To look at her picture, Alice Paul doesn't look like a stubborn, courageous, intelligent woman. But looks can be deceiving. Behind that gentle exterior was a tenacious spirit, willing to fight for what she believed in despite the personal costs. In my novel, ALONG THE WAY, Sophie travels to Washington to join Alice Paul in her protests and to help promote the cause of women's right to vote. In the course of my research, I learned much about Alice Paul and gained great respect for her as an influential activist. Alice Paul was born to a Quaker family in New Jersey. She graduated from Swarthmore College in 1905, went on to attend the New York School of Philanthropy, the University of Pennsylvania, and a training school for Quakers in Woodbridge, England. While there, she became involved with a radical movement for women's suffrage, and when she returned to the States she brought the lessons she had learned from them. |
Alice Paul, with her friend Lucy Burns, were the first to lead pickets at the White House. President Woodrow Wilson didn't take the women very seriously, tipping his hat in greeting as he came and went. When the United States entered World War 1 in 1917, many believed that it was unpatriotic to continue these pickets. Alice Paul, Lucy Burns, and other members of the NWP disagreed and continued to bring public attention to their cause.
Their tactics were nonviolent and they were referred to as the Silent Sentinels standing at the gates of the White House with signs that proclaimed their beliefs.
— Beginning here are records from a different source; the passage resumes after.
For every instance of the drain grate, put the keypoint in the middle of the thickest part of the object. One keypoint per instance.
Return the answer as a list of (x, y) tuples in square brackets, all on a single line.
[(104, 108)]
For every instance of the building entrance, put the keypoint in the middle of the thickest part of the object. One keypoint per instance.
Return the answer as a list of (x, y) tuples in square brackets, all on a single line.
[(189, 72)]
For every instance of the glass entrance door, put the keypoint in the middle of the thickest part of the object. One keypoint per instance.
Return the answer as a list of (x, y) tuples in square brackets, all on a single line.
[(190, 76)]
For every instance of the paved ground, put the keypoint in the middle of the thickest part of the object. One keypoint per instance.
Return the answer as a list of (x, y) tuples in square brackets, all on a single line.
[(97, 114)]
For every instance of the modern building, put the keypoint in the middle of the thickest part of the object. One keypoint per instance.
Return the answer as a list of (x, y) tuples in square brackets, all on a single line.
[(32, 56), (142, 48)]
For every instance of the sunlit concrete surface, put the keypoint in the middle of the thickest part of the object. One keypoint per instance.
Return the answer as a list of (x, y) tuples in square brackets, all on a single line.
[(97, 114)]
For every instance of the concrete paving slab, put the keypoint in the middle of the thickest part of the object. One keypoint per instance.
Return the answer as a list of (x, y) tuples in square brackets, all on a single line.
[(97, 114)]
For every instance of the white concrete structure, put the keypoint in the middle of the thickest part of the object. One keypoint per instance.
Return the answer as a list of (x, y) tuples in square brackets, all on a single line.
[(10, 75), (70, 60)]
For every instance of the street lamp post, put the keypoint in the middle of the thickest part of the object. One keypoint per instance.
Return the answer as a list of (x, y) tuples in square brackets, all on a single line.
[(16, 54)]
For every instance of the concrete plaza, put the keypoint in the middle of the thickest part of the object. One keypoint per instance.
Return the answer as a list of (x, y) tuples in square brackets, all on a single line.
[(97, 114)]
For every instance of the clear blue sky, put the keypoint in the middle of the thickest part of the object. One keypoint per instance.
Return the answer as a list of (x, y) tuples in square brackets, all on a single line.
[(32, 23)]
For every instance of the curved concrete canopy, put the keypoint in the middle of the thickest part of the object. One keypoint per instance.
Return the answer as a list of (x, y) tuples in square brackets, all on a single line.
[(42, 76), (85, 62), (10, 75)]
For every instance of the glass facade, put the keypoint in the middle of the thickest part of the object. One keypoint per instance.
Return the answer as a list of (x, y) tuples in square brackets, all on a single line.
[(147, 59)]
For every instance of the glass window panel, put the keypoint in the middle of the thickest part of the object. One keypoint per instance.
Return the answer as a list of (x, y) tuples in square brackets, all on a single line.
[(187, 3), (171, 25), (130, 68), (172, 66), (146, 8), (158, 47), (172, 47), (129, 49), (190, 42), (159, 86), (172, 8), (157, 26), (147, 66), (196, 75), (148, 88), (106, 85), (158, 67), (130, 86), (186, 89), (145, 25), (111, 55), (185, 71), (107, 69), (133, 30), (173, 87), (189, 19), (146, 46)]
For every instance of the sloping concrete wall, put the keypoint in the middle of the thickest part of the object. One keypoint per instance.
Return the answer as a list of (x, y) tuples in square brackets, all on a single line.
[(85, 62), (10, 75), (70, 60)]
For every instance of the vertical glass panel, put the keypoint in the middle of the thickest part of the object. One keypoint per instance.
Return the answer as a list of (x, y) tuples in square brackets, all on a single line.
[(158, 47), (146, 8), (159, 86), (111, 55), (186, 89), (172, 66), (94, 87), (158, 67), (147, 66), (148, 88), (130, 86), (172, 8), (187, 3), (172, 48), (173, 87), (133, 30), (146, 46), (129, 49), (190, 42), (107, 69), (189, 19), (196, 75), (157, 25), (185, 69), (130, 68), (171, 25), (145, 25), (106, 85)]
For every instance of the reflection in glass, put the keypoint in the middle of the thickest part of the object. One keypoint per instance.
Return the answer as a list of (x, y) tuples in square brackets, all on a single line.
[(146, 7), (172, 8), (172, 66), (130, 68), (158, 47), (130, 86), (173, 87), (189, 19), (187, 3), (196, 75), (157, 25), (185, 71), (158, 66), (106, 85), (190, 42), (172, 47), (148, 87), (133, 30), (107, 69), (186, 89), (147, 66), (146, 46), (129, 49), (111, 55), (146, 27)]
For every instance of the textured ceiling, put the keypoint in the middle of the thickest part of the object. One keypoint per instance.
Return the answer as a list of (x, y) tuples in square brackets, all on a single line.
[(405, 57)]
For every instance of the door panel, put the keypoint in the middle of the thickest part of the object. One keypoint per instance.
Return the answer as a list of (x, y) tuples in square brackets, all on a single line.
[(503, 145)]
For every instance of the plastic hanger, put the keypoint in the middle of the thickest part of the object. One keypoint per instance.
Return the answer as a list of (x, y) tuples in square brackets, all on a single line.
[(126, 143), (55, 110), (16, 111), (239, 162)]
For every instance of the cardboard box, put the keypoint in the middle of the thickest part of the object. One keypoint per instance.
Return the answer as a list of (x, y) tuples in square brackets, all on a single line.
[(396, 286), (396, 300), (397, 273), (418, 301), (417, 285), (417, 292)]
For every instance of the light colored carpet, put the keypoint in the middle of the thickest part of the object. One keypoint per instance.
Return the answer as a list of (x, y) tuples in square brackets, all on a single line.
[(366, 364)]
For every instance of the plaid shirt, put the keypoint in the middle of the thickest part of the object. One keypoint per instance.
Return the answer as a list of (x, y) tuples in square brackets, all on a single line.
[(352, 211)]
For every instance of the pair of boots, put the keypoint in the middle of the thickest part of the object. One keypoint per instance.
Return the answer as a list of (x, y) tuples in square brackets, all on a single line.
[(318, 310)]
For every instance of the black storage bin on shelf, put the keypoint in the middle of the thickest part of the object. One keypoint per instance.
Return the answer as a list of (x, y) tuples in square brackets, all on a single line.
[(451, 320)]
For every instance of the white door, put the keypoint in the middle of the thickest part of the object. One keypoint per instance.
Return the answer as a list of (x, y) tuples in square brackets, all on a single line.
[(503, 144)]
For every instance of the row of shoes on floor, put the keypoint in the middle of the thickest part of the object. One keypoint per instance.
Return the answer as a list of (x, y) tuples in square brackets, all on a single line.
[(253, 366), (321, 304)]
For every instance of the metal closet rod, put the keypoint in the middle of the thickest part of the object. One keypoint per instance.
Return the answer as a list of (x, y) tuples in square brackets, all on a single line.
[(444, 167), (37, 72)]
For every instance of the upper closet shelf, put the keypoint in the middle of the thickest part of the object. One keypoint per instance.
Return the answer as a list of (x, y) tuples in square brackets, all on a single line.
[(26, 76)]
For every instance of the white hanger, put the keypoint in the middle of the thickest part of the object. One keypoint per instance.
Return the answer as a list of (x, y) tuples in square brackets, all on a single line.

No matter how provoked, they held their silence. Under false charges, they were arrested and imprisoned. In response, they went on hunger strikes and were force-fed. They suffered years of ridicule, harassment, and abuse as they continued to push for the basic right women deserved as citizens of their country: the right to elect their own leaders and to participate in their own government.
Their tactics brought attention to the inconsistency of the President's campaign to bring democracy to nations abroad while continuing to deny the citizens of his own country the right to vote because of their gender. It finally became politically expedient to grant the women their request and the 19th amendment was ratified in 1920--seventy-two years after the Seneca Falls Convention in 1848, the first national push for women's rights, led by Elizabeth Cady Stanton and Lucretia Mott.